The belief in the moon's influence as regards
timber, extends to vegetables, but we believe the
idea to be less generally entertained in this
country than abroad, where they act upon the
maxim that root crops should be planted when
the moon is decreasing, and plants, such as peas,
beans, and others, which bear their crops on their
branches, between new and full moon. Some
time ago, a body of sages had a long discussion,
and wrote numerous treatises, to explain why
it was that a lump of metal, if laid on water,
would sink to the bottom, while, if it were
beaten out into a sheet, it would float. The
theories were very plausible, though they were
opposed to one another. At last it occurred to
one of the sages to suggest that it would be well
to ascertain by actual experiment if it were
really the fact that the metal would float under
the circumstances stated. Accordingly, a vessel
of water was brought, a sheet of the metal
was laid on it, and it very soon lay at the
bottom. An example of the kind is furnished
by Toaldo, the Italian meteorologist, who, to
account for the belief current among wine-growers,
that wine, the making of which is begun in the
old moon and finished in the new, is never clear
nor of good quality, attributes it to the
circumstance that the absence of the lunar rays, by
lowering the temperature of the air, checks the
fermentation. Now, if it had occurred to him to
expose the most delicate thermometer to the
full light of the moon shining with its greatest
lustre, he would have found that the mercury
was not elevated a hair's breadth; neither
would it have been, if he had exposed it in the
focus of her rays, concentrated by the most
powerful lenses. This has been proved by actual
experiment.

The power of the moon's rays to produce
blindness, where a man has slept with his face
exposed to them, is firmly believed in by sailors,
and numerous cases have been related in which
this has happened. It may be admitted that
blindness has ensued where a sailor has foolishly
laid himself down on the deck on his back to
sleep, with his face exposed to the bright moon,
in warm latitudes. But it does not follow that
the blindness was caused by the moon's rays;
for more probably, it was owing to the rapid
radiation of heat from the exposed portions of
the body, or from some other physical cause.
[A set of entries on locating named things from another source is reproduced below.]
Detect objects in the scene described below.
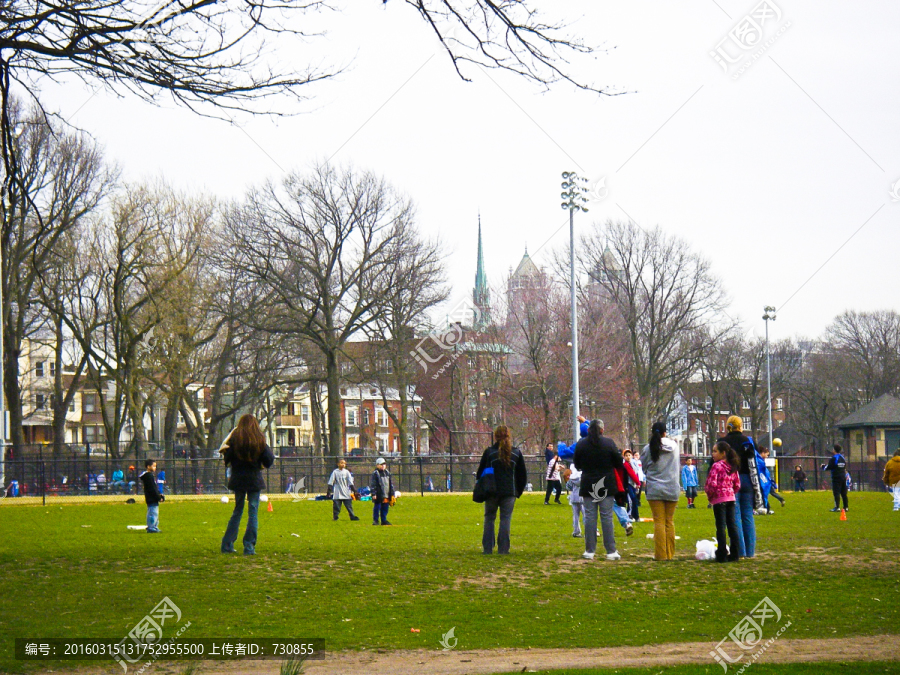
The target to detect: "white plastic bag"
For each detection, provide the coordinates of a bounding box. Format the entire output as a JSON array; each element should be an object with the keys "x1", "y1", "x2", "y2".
[{"x1": 694, "y1": 539, "x2": 716, "y2": 560}]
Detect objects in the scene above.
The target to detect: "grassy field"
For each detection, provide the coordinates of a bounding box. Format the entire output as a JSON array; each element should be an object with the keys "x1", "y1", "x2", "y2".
[{"x1": 0, "y1": 493, "x2": 900, "y2": 673}]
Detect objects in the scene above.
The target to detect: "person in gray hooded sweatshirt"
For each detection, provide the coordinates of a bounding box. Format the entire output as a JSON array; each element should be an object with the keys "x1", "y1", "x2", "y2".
[{"x1": 641, "y1": 422, "x2": 681, "y2": 560}]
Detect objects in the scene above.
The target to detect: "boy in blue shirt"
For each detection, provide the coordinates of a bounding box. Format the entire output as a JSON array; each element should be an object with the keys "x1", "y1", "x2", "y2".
[{"x1": 681, "y1": 457, "x2": 700, "y2": 509}]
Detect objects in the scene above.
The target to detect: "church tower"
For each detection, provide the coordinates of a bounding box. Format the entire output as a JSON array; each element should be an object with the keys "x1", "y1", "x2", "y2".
[{"x1": 472, "y1": 213, "x2": 491, "y2": 330}]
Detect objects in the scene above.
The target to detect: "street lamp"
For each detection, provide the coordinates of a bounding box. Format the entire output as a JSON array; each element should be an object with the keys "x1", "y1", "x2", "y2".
[
  {"x1": 560, "y1": 171, "x2": 588, "y2": 443},
  {"x1": 763, "y1": 305, "x2": 778, "y2": 457}
]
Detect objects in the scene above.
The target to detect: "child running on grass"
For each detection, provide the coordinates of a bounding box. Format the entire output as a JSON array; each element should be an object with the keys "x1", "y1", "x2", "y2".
[
  {"x1": 328, "y1": 459, "x2": 359, "y2": 520},
  {"x1": 706, "y1": 441, "x2": 741, "y2": 562},
  {"x1": 141, "y1": 459, "x2": 166, "y2": 534},
  {"x1": 563, "y1": 464, "x2": 584, "y2": 539}
]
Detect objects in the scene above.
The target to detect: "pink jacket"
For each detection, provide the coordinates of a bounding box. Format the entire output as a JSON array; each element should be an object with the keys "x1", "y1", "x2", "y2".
[{"x1": 706, "y1": 459, "x2": 741, "y2": 505}]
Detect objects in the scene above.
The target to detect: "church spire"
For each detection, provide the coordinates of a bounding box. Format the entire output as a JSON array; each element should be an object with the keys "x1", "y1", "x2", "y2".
[{"x1": 472, "y1": 213, "x2": 491, "y2": 329}]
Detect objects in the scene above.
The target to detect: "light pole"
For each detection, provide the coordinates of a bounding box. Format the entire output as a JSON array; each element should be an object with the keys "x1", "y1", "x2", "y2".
[
  {"x1": 763, "y1": 305, "x2": 778, "y2": 457},
  {"x1": 560, "y1": 171, "x2": 587, "y2": 443}
]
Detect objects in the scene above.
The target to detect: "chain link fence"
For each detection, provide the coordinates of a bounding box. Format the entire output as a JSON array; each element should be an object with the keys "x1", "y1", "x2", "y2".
[{"x1": 3, "y1": 439, "x2": 886, "y2": 504}]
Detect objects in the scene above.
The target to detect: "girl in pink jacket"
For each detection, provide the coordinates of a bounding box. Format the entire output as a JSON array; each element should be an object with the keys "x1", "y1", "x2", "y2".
[{"x1": 706, "y1": 441, "x2": 741, "y2": 562}]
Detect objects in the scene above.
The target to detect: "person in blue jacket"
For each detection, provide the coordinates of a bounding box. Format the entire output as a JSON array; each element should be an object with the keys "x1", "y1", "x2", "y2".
[
  {"x1": 822, "y1": 443, "x2": 850, "y2": 512},
  {"x1": 681, "y1": 457, "x2": 700, "y2": 509},
  {"x1": 557, "y1": 415, "x2": 588, "y2": 460}
]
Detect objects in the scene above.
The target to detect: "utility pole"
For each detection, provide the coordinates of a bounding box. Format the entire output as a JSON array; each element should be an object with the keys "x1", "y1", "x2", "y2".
[
  {"x1": 561, "y1": 171, "x2": 587, "y2": 443},
  {"x1": 763, "y1": 305, "x2": 778, "y2": 457}
]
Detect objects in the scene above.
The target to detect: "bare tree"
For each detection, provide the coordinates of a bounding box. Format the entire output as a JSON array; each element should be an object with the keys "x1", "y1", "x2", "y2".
[
  {"x1": 230, "y1": 165, "x2": 413, "y2": 456},
  {"x1": 363, "y1": 224, "x2": 449, "y2": 456},
  {"x1": 0, "y1": 105, "x2": 112, "y2": 447},
  {"x1": 824, "y1": 310, "x2": 900, "y2": 403},
  {"x1": 579, "y1": 221, "x2": 730, "y2": 441}
]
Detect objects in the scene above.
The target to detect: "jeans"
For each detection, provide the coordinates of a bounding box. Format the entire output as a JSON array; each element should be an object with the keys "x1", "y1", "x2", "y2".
[
  {"x1": 544, "y1": 480, "x2": 562, "y2": 504},
  {"x1": 372, "y1": 499, "x2": 391, "y2": 525},
  {"x1": 481, "y1": 496, "x2": 516, "y2": 554},
  {"x1": 572, "y1": 502, "x2": 584, "y2": 536},
  {"x1": 831, "y1": 478, "x2": 847, "y2": 509},
  {"x1": 647, "y1": 499, "x2": 678, "y2": 560},
  {"x1": 331, "y1": 499, "x2": 356, "y2": 520},
  {"x1": 147, "y1": 504, "x2": 159, "y2": 532},
  {"x1": 222, "y1": 490, "x2": 259, "y2": 555},
  {"x1": 734, "y1": 473, "x2": 756, "y2": 558},
  {"x1": 613, "y1": 501, "x2": 631, "y2": 527},
  {"x1": 713, "y1": 502, "x2": 740, "y2": 561},
  {"x1": 625, "y1": 485, "x2": 641, "y2": 522},
  {"x1": 584, "y1": 497, "x2": 616, "y2": 553}
]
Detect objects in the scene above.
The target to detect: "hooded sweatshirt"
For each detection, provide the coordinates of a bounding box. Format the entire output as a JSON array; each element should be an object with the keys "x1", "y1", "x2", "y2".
[{"x1": 883, "y1": 456, "x2": 900, "y2": 486}]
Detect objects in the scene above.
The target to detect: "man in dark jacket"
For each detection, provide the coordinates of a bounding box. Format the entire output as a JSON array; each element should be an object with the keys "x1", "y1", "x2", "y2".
[
  {"x1": 719, "y1": 415, "x2": 764, "y2": 558},
  {"x1": 575, "y1": 420, "x2": 623, "y2": 560},
  {"x1": 141, "y1": 459, "x2": 166, "y2": 534},
  {"x1": 822, "y1": 443, "x2": 850, "y2": 512},
  {"x1": 475, "y1": 436, "x2": 528, "y2": 554},
  {"x1": 369, "y1": 457, "x2": 394, "y2": 525}
]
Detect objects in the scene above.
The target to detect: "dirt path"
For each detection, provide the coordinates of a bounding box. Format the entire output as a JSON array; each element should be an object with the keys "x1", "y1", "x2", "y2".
[{"x1": 65, "y1": 635, "x2": 900, "y2": 675}]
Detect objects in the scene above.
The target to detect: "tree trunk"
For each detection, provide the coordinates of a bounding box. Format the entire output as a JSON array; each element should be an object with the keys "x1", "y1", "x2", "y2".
[
  {"x1": 3, "y1": 341, "x2": 25, "y2": 456},
  {"x1": 325, "y1": 351, "x2": 344, "y2": 459}
]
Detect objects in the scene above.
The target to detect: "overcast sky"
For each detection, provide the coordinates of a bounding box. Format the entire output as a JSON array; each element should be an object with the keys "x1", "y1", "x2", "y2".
[{"x1": 33, "y1": 0, "x2": 900, "y2": 338}]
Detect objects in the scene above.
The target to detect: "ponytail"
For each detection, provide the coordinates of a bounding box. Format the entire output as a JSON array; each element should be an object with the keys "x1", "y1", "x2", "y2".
[
  {"x1": 650, "y1": 429, "x2": 664, "y2": 462},
  {"x1": 494, "y1": 424, "x2": 512, "y2": 466}
]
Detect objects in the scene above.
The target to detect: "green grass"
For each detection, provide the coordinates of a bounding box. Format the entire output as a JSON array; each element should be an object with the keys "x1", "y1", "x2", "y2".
[
  {"x1": 492, "y1": 661, "x2": 900, "y2": 675},
  {"x1": 0, "y1": 493, "x2": 900, "y2": 673}
]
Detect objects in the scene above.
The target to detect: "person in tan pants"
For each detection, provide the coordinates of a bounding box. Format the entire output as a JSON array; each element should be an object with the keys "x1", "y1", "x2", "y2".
[{"x1": 641, "y1": 422, "x2": 681, "y2": 560}]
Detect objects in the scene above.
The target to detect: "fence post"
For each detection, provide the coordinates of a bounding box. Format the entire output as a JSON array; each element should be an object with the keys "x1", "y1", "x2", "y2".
[{"x1": 416, "y1": 455, "x2": 425, "y2": 497}]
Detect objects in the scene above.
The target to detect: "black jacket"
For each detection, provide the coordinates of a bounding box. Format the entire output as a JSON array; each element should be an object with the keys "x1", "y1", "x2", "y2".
[
  {"x1": 369, "y1": 469, "x2": 394, "y2": 501},
  {"x1": 822, "y1": 453, "x2": 847, "y2": 483},
  {"x1": 223, "y1": 445, "x2": 275, "y2": 492},
  {"x1": 719, "y1": 431, "x2": 756, "y2": 475},
  {"x1": 141, "y1": 471, "x2": 168, "y2": 508},
  {"x1": 575, "y1": 436, "x2": 623, "y2": 497},
  {"x1": 475, "y1": 443, "x2": 528, "y2": 499}
]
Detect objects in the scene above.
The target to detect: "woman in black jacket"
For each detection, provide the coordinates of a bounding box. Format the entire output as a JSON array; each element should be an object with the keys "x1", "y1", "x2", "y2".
[
  {"x1": 575, "y1": 420, "x2": 623, "y2": 560},
  {"x1": 475, "y1": 424, "x2": 528, "y2": 554},
  {"x1": 219, "y1": 415, "x2": 275, "y2": 555}
]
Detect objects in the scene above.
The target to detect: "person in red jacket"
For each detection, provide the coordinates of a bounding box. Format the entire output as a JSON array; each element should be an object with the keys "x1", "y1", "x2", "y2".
[{"x1": 706, "y1": 441, "x2": 741, "y2": 562}]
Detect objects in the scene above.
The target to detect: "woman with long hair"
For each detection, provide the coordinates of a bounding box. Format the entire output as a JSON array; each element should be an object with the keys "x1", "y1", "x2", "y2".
[
  {"x1": 575, "y1": 420, "x2": 622, "y2": 560},
  {"x1": 219, "y1": 415, "x2": 275, "y2": 555},
  {"x1": 475, "y1": 424, "x2": 528, "y2": 554},
  {"x1": 641, "y1": 422, "x2": 681, "y2": 560}
]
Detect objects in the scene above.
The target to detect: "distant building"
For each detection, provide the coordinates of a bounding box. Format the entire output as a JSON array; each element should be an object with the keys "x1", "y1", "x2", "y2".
[{"x1": 835, "y1": 394, "x2": 900, "y2": 462}]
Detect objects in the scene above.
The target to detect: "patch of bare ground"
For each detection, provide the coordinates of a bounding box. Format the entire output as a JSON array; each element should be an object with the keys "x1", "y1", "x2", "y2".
[{"x1": 55, "y1": 635, "x2": 900, "y2": 675}]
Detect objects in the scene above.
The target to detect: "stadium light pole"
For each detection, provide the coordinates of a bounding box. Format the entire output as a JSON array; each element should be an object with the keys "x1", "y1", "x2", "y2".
[
  {"x1": 560, "y1": 171, "x2": 588, "y2": 443},
  {"x1": 763, "y1": 305, "x2": 778, "y2": 457}
]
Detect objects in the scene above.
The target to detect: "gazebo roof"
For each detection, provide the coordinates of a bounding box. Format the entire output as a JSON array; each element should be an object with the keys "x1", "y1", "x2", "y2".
[{"x1": 835, "y1": 394, "x2": 900, "y2": 429}]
The moon is also supposed to exercise influence
on the skin by darkening it. In this matter we
have the aid of photography to assure us that
the moon's rays must positively be incapable of
affecting the colour of the skin. Dr. Lardner,
in his writings on the subject, says that the lunar
rays, even when condensed by the most powerful
lenses, do not darken paper which has
been steeped in a solution of chloride of silver.